Russia’s potential retaliation by cutting off gas supplies will lead to a surge in inflation and a sharp contraction across most European markets
As we predicted soon after the invasion, the EU has enacted sanctions on Russian oil. MNCs should expect a significant softening in demand opportunities and, in some cases, are likely to see a contraction across several key European markets. While Q1 2022 has likely been a strong quarter for firms, rising external challenges and an impending economic shock suggest that MNCs should revisit their customer segmentation strategies and focus on consumer and industrial segments that will be more resilient to the expected surge in inflation.
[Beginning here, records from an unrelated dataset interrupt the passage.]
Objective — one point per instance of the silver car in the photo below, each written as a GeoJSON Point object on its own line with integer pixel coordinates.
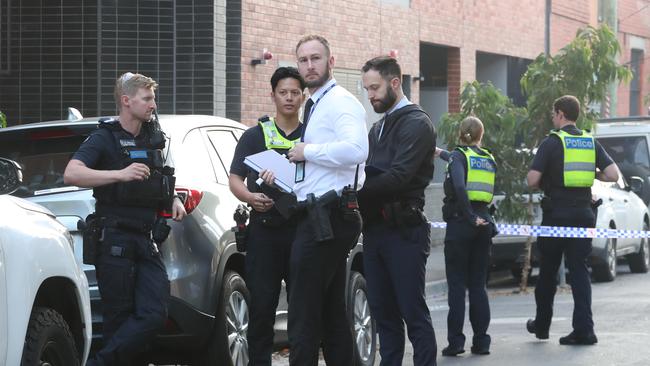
{"type": "Point", "coordinates": [208, 312]}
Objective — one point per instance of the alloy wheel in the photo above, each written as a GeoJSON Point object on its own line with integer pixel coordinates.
{"type": "Point", "coordinates": [237, 323]}
{"type": "Point", "coordinates": [362, 325]}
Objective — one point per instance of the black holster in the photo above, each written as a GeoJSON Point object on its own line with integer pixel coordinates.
{"type": "Point", "coordinates": [318, 213]}
{"type": "Point", "coordinates": [402, 214]}
{"type": "Point", "coordinates": [160, 230]}
{"type": "Point", "coordinates": [240, 229]}
{"type": "Point", "coordinates": [91, 230]}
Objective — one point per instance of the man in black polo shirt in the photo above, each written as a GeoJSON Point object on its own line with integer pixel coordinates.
{"type": "Point", "coordinates": [270, 235]}
{"type": "Point", "coordinates": [565, 168]}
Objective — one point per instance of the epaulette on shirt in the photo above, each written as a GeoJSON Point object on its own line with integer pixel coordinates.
{"type": "Point", "coordinates": [110, 123]}
{"type": "Point", "coordinates": [264, 118]}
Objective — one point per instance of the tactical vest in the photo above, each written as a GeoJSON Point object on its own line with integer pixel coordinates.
{"type": "Point", "coordinates": [481, 173]}
{"type": "Point", "coordinates": [579, 158]}
{"type": "Point", "coordinates": [272, 137]}
{"type": "Point", "coordinates": [157, 191]}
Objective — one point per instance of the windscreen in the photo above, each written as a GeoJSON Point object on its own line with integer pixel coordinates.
{"type": "Point", "coordinates": [43, 154]}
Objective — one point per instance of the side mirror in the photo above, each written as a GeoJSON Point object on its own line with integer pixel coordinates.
{"type": "Point", "coordinates": [636, 184]}
{"type": "Point", "coordinates": [11, 176]}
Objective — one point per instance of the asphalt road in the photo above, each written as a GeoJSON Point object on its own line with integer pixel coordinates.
{"type": "Point", "coordinates": [621, 315]}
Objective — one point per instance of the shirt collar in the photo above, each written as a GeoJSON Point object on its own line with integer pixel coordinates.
{"type": "Point", "coordinates": [401, 104]}
{"type": "Point", "coordinates": [318, 93]}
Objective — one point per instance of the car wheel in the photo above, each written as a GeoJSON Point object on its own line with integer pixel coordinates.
{"type": "Point", "coordinates": [229, 345]}
{"type": "Point", "coordinates": [606, 272]}
{"type": "Point", "coordinates": [640, 261]}
{"type": "Point", "coordinates": [364, 331]}
{"type": "Point", "coordinates": [49, 340]}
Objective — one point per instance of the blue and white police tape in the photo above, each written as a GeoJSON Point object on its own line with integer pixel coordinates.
{"type": "Point", "coordinates": [560, 231]}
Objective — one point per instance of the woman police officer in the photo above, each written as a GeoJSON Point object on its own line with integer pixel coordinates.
{"type": "Point", "coordinates": [468, 187]}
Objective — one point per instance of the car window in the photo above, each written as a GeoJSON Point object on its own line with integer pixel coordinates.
{"type": "Point", "coordinates": [194, 161]}
{"type": "Point", "coordinates": [223, 144]}
{"type": "Point", "coordinates": [627, 151]}
{"type": "Point", "coordinates": [43, 154]}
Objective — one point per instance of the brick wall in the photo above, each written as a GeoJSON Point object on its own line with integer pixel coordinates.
{"type": "Point", "coordinates": [633, 22]}
{"type": "Point", "coordinates": [358, 30]}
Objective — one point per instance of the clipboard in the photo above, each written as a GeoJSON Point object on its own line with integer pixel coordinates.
{"type": "Point", "coordinates": [282, 168]}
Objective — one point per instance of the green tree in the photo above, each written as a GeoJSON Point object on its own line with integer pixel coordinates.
{"type": "Point", "coordinates": [584, 68]}
{"type": "Point", "coordinates": [505, 135]}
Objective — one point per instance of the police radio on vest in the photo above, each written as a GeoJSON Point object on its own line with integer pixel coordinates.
{"type": "Point", "coordinates": [578, 143]}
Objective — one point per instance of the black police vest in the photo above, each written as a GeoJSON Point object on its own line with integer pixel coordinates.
{"type": "Point", "coordinates": [157, 191]}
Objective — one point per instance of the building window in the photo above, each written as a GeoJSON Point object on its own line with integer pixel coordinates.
{"type": "Point", "coordinates": [636, 62]}
{"type": "Point", "coordinates": [5, 37]}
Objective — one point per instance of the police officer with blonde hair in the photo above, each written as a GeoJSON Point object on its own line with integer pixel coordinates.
{"type": "Point", "coordinates": [565, 168]}
{"type": "Point", "coordinates": [122, 161]}
{"type": "Point", "coordinates": [469, 189]}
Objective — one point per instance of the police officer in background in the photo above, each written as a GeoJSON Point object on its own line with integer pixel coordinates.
{"type": "Point", "coordinates": [122, 161]}
{"type": "Point", "coordinates": [469, 188]}
{"type": "Point", "coordinates": [269, 234]}
{"type": "Point", "coordinates": [565, 168]}
{"type": "Point", "coordinates": [396, 233]}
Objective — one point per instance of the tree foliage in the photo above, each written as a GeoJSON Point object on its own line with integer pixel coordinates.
{"type": "Point", "coordinates": [584, 68]}
{"type": "Point", "coordinates": [505, 132]}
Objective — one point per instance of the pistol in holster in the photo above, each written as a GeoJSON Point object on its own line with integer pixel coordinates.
{"type": "Point", "coordinates": [91, 229]}
{"type": "Point", "coordinates": [160, 230]}
{"type": "Point", "coordinates": [240, 229]}
{"type": "Point", "coordinates": [318, 213]}
{"type": "Point", "coordinates": [350, 204]}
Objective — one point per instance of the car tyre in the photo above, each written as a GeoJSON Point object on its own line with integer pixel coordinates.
{"type": "Point", "coordinates": [364, 330]}
{"type": "Point", "coordinates": [49, 340]}
{"type": "Point", "coordinates": [229, 345]}
{"type": "Point", "coordinates": [606, 271]}
{"type": "Point", "coordinates": [640, 261]}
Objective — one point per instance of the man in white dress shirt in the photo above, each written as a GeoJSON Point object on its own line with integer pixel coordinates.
{"type": "Point", "coordinates": [332, 154]}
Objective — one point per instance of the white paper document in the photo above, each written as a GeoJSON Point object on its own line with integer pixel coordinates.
{"type": "Point", "coordinates": [282, 168]}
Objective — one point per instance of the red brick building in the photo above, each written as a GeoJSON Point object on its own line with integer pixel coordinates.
{"type": "Point", "coordinates": [440, 44]}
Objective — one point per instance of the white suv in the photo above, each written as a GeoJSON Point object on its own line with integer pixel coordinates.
{"type": "Point", "coordinates": [44, 301]}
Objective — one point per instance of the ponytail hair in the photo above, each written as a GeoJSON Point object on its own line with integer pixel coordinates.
{"type": "Point", "coordinates": [470, 131]}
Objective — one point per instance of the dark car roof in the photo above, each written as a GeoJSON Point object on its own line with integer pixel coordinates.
{"type": "Point", "coordinates": [168, 121]}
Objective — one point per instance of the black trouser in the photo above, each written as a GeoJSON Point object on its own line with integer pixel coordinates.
{"type": "Point", "coordinates": [317, 312]}
{"type": "Point", "coordinates": [467, 254]}
{"type": "Point", "coordinates": [135, 291]}
{"type": "Point", "coordinates": [394, 261]}
{"type": "Point", "coordinates": [267, 264]}
{"type": "Point", "coordinates": [576, 251]}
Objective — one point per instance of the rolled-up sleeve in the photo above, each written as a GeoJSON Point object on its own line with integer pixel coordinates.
{"type": "Point", "coordinates": [351, 144]}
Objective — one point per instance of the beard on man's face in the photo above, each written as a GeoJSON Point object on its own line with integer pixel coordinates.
{"type": "Point", "coordinates": [382, 105]}
{"type": "Point", "coordinates": [320, 81]}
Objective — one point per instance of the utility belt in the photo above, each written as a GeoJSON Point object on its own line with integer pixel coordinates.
{"type": "Point", "coordinates": [93, 235]}
{"type": "Point", "coordinates": [403, 214]}
{"type": "Point", "coordinates": [547, 203]}
{"type": "Point", "coordinates": [319, 210]}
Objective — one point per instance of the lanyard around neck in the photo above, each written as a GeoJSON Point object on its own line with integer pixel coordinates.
{"type": "Point", "coordinates": [311, 110]}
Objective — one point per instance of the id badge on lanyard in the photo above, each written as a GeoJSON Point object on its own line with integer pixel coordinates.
{"type": "Point", "coordinates": [300, 165]}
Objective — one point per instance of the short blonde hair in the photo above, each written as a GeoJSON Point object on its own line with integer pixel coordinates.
{"type": "Point", "coordinates": [314, 37]}
{"type": "Point", "coordinates": [129, 84]}
{"type": "Point", "coordinates": [470, 131]}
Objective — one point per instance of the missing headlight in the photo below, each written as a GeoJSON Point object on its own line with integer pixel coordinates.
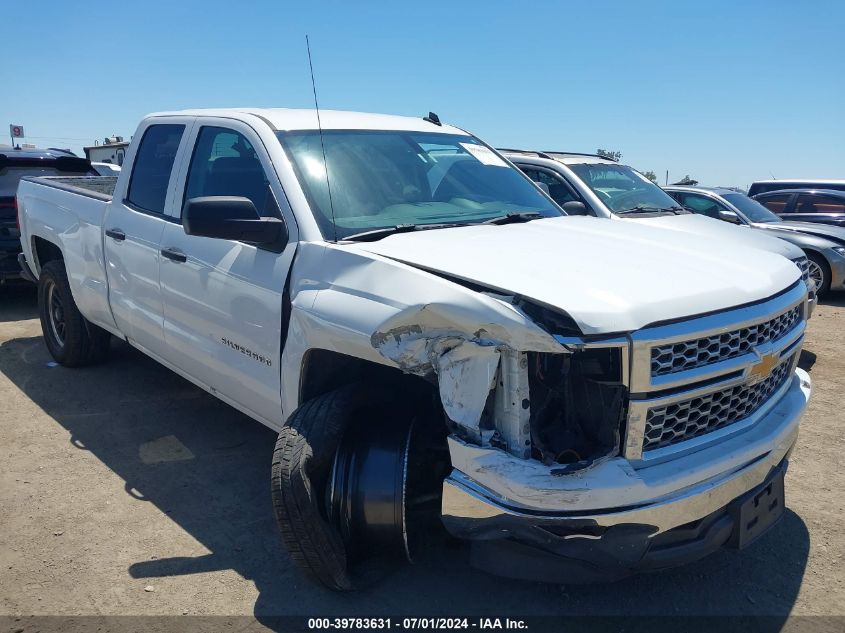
{"type": "Point", "coordinates": [578, 406]}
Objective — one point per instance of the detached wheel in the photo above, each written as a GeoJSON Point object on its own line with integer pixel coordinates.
{"type": "Point", "coordinates": [819, 273]}
{"type": "Point", "coordinates": [71, 339]}
{"type": "Point", "coordinates": [342, 485]}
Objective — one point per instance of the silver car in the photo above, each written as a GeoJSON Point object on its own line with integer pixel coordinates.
{"type": "Point", "coordinates": [824, 245]}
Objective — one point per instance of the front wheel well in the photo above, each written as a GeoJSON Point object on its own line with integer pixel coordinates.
{"type": "Point", "coordinates": [326, 370]}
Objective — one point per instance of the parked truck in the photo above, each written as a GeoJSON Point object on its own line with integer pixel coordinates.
{"type": "Point", "coordinates": [435, 341]}
{"type": "Point", "coordinates": [602, 187]}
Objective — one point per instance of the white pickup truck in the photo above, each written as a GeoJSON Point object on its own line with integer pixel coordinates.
{"type": "Point", "coordinates": [435, 341]}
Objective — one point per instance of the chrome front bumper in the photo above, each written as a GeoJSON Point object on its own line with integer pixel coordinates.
{"type": "Point", "coordinates": [492, 495]}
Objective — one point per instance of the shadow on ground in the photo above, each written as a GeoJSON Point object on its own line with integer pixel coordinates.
{"type": "Point", "coordinates": [222, 499]}
{"type": "Point", "coordinates": [835, 299]}
{"type": "Point", "coordinates": [18, 301]}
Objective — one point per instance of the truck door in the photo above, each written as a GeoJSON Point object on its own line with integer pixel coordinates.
{"type": "Point", "coordinates": [223, 299]}
{"type": "Point", "coordinates": [133, 226]}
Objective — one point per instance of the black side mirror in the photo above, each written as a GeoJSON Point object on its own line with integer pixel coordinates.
{"type": "Point", "coordinates": [231, 218]}
{"type": "Point", "coordinates": [574, 207]}
{"type": "Point", "coordinates": [728, 216]}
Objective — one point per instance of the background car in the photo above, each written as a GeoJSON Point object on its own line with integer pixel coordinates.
{"type": "Point", "coordinates": [826, 206]}
{"type": "Point", "coordinates": [106, 169]}
{"type": "Point", "coordinates": [763, 186]}
{"type": "Point", "coordinates": [589, 184]}
{"type": "Point", "coordinates": [14, 165]}
{"type": "Point", "coordinates": [824, 245]}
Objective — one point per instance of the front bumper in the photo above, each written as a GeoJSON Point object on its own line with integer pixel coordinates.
{"type": "Point", "coordinates": [603, 522]}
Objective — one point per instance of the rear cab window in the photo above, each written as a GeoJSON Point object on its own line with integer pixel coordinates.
{"type": "Point", "coordinates": [814, 203]}
{"type": "Point", "coordinates": [224, 163]}
{"type": "Point", "coordinates": [776, 203]}
{"type": "Point", "coordinates": [153, 167]}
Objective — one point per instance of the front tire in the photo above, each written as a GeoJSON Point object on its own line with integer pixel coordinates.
{"type": "Point", "coordinates": [820, 273]}
{"type": "Point", "coordinates": [71, 339]}
{"type": "Point", "coordinates": [356, 479]}
{"type": "Point", "coordinates": [302, 465]}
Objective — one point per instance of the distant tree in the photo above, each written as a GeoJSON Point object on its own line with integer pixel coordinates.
{"type": "Point", "coordinates": [609, 154]}
{"type": "Point", "coordinates": [686, 180]}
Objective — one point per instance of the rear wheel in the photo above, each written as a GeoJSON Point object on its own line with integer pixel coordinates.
{"type": "Point", "coordinates": [819, 273]}
{"type": "Point", "coordinates": [71, 339]}
{"type": "Point", "coordinates": [345, 486]}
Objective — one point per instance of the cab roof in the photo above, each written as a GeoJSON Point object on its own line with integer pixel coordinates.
{"type": "Point", "coordinates": [289, 119]}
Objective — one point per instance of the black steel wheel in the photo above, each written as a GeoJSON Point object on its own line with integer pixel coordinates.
{"type": "Point", "coordinates": [355, 478]}
{"type": "Point", "coordinates": [71, 339]}
{"type": "Point", "coordinates": [819, 273]}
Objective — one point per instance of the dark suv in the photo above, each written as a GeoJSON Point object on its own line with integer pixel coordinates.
{"type": "Point", "coordinates": [764, 186]}
{"type": "Point", "coordinates": [806, 205]}
{"type": "Point", "coordinates": [14, 164]}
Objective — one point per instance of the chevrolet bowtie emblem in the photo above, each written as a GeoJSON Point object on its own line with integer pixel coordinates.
{"type": "Point", "coordinates": [763, 369]}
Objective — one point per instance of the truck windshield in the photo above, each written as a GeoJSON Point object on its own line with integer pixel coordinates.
{"type": "Point", "coordinates": [623, 189]}
{"type": "Point", "coordinates": [752, 209]}
{"type": "Point", "coordinates": [383, 179]}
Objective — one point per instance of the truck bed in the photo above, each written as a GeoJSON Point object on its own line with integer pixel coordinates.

After over a month of debate, the EU agreed on a deal to end the import of shipped Russian oil (accounting for 66% of all imports of Russian oil into the EU) with immediate effect. Pipeline oil will still be permitted for now, in light of opposition from Hungary. The European Commission said the ban would affect an increasing share of oil in due time, as Germany and Poland (another 25% of Russian oil) are set to wind down pipeline imports to zero by the end of the year. The remaining 10% of Russian oil is likely to be curtailed in a future sanctions package. Russian gas exports are not a part of the sanctions package, but may be included in the future, while Moscow has threatened to cut off gas. Sberbank, Russia’s largest bank, was also cut off from SWIFT in this most recent sanctions package.
Russia may continue to maintain harsh capital controls to support the ruble and cut interest rates, as it has since the invasion, which has sustained consumer confidence while limiting energy export revenues in rubles and therefore budget revenues. Alternatively, Moscow can let the ruble weaken notably, further driving up inflation and hurting demand sentiment in order to protect export revenues and thus fiscal spending to support the declining economy. Most likely, the government will find a middle ground, weakening the ruble from its current highly overvalued rate but not drastically to cause economic panic domestically. In addition, having already noted that Russia is engaged in a proxy war with the West in Ukraine, Putin may effectively declare economic warfare against the EU and retaliate with a ban on gas exports, causing a severe rise in inflation across the continent.
The oil embargo also confirms our base case for European markets, which was contingent on the introduction of punitive measures on Russian energy. As such, most European markets will see contractions in H2 2022, with the depth of the recession severe enough in Germany, Italy, and the Netherlands that GDP for all of 2022 will be negative. The oil embargo will significantly increase energy prices across Europe, leading to a surge in inflationary pressures, and prompting additional government support to consumers. While some supply of oil remains, given that the sanctions do not affect imports via pipelines, the overall uptick in prices will still affect countries that have continued access to Russian supplies. Industrial output will also experience a notable shock, with many industrial sub-segments likely to reduce the number of working hours amid an acute rise in commodity costs and easing in both domestic and external demand.